VRA employees mentor Tema Manhean Sec Tech students

Employees of the Volta River Authority (VRA), Ghana’s largest power generation company, have held a two-day career talk programme for the students of the Tema Manhean Senior High Technical School in the school.

The educative programme, aimed at helping the recipients to know who they were and to further prepare them for their future careers, formed part of the Employee Volunteer Programme (EVP) of the VRA.

Mr Fletcher addressing the students

The mentors took the students through tailored sessions, which included Science, Technology, Engineering and Mathematics (STEM), Mental Health, Career Guidance and ICT Boot, all in a bid to help to contribute to the beneficiaries’ future development.

Prince Tawiah, Principal Systems Administrator of VRA, and Ms Felicity Dzordzorme, a graduate teacher at the Akosombo International School, took the students through the plenary session and phase two of the EVP respectively.

The EVP, Samuel Binifo, Headmaster of Tema Manhean Senior High Technical School, in his opening remarks, said would enable the students to believe in themselves and be disciplined as they developed.

He expressed the belief that students’ development was better moulded when they were privileged to have people holding responsible positions in their fields of expertise talk to them, most of whom do not know themselves.

“I would encourage you to learn from our guests, who have become who they are today through discipline, hard work, dedication and focus. If you will study hard and take their advice to you, you are likely to become like them,” Mr. Binifo told his students.

He thanked his guests for choosing his school out of the 46 second-cycle institutions in the Greater Accra Region for the 2023 EVP.

A student having her turn during a Q&A session

Samuel Fletcher, Community Relations Manager, VRA, after a brief highlight of the operations of the Authority, which, he said, included, first and foremost, generating and transmitting electricity to distribution companies for onward transmission to consumers, and with a vision of becoming a model of excellence for power distribution in Africa, explained the importance of the students to the VRA, “because you are one of our key stakeholders in our operational areas.”

Consequently, the EVP, he said, was initiated to take care of the VRA’s communities, “and once we have students living in our communities, we need to engage them through career guidance.”
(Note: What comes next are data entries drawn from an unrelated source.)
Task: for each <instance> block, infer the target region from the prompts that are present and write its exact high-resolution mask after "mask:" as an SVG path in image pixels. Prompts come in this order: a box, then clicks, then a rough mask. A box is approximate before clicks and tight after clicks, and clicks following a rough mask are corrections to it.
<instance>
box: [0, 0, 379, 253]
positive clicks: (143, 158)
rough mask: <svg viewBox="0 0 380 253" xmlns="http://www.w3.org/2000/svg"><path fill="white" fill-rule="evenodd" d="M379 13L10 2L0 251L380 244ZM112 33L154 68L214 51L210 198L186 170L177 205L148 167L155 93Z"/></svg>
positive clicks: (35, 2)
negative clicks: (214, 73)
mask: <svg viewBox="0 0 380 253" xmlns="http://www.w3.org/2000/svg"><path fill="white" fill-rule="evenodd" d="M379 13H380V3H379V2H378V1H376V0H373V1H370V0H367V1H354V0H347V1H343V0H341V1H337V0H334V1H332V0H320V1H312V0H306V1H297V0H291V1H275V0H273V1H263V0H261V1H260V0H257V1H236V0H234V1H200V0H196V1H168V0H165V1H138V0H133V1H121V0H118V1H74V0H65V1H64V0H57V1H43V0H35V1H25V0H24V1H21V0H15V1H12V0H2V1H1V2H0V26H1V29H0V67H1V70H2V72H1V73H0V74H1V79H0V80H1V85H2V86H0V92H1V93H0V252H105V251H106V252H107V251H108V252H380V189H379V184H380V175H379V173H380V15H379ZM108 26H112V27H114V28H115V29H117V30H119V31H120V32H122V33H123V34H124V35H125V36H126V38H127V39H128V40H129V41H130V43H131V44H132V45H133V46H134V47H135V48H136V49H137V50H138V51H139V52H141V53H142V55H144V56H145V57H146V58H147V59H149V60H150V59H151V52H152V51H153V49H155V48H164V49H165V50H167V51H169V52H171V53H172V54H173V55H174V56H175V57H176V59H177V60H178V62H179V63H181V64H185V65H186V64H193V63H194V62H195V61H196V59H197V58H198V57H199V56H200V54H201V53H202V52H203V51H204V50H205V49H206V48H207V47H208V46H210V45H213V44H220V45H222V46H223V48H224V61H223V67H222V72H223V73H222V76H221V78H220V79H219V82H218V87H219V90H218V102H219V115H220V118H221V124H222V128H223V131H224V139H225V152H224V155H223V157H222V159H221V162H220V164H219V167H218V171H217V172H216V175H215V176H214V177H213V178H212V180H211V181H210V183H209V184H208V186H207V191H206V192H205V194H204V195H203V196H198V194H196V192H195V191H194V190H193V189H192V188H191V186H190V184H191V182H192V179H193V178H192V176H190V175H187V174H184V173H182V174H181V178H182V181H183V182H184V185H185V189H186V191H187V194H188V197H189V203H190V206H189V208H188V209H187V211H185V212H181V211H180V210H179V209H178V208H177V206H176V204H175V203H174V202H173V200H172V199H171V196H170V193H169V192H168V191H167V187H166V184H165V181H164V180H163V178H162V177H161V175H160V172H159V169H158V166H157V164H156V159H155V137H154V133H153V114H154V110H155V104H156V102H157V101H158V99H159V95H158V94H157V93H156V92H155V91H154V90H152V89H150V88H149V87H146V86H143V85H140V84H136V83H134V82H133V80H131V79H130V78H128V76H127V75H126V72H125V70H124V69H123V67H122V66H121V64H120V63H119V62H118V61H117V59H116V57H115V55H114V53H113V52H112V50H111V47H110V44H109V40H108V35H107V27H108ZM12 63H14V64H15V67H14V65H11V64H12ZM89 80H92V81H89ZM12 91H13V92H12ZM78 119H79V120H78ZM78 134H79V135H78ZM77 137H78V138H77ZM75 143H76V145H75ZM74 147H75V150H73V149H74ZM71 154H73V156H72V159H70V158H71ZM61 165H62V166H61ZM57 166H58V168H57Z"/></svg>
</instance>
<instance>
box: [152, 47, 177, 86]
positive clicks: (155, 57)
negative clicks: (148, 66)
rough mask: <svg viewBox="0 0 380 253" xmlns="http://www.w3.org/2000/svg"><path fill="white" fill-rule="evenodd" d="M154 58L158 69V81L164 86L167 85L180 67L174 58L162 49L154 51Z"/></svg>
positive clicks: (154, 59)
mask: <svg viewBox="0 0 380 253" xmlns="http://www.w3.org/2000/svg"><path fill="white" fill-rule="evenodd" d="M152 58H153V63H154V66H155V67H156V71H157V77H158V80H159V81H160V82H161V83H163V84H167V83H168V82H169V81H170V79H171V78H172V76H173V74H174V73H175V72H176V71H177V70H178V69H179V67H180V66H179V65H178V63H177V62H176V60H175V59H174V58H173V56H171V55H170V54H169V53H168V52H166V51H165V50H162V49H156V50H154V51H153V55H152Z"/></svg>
Mr. Fletcher said Tema Manhean Senior High Technical School was the second school the EVP had been taken to in the Tema area after the Kpone Community Day School last year.

The next stop for the EVP is the Ahantaman Senior High School (SHS), Western Region, and, as part of the school’s upcoming anniversary, Mr. Fletcher said, his outfit had supported the school with prizes for the Best Student.

“This year, we will be visiting three schools. We are doing Tema today. We will go to our next school, which is Ahantaman SHS. Our third school will come later and we believe that our CSR programmes will benefit our students who are the future leaders of our country,” he told the media.